Privacy Policy

Last updated: February 8, 2026

1. Introduction

This Privacy Policy explains how Nikola Jevtić ("we", "us", "our"), operating as BillZen, collects, uses, and protects your personal data when you use our invoicing service at billzen.app.

We are committed to protecting your privacy and complying with the General Data Protection Regulation (GDPR) and Spanish data protection laws (LOPDGDD).

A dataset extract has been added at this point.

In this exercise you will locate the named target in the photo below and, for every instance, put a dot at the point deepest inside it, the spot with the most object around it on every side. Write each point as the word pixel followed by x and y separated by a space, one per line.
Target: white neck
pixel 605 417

Data Controller: - Name: Nikola Jevtić (Autónomo) - Address: Carrer de Don Armando Palacio Valdés 10 4, 46010 Valencia, España - Email: contact@billzen.app

2. Data We Collect

2.1 Account Information

Email address
Password (encrypted, we cannot see it)
Name (optional)

2.2 Profile Information

Business name
Business address
Tax identification number (NIF/VAT)
Phone number (optional)

2.3 Financial Information

Bank account details (encrypted)
Payment information (processed by Stripe, we don't store card details)
Subscription history

2.4 Invoice Data

Client names and addresses
Invoice amounts and items
Payment status

2.5 Technical Data

IP address
Browser type
Device information
Usage logs

3. How We Use Your Data

Purpose	Legal Basis (GDPR)
Provide the invoicing service	Contract performance
Process payments	Contract performance
Send transactional emails	Contract performance
Customer support	Legitimate interest
Improve our service	Legitimate interest
Prevent fraud	Legitimate interest
Legal compliance	Legal obligation

We do NOT use your data for: - Selling to third parties - Targeted advertising - Profiling for marketing

We share your data only with:

Third Party	Purpose	Location	Safeguards
Stripe	Payment processing	USA	EU-US Data Privacy Framework
Resend	Email delivery	USA	EU-US Data Privacy Framework
Hetzner	Server hosting	Germany	GDPR compliant

We may also disclose data if required by law or court order.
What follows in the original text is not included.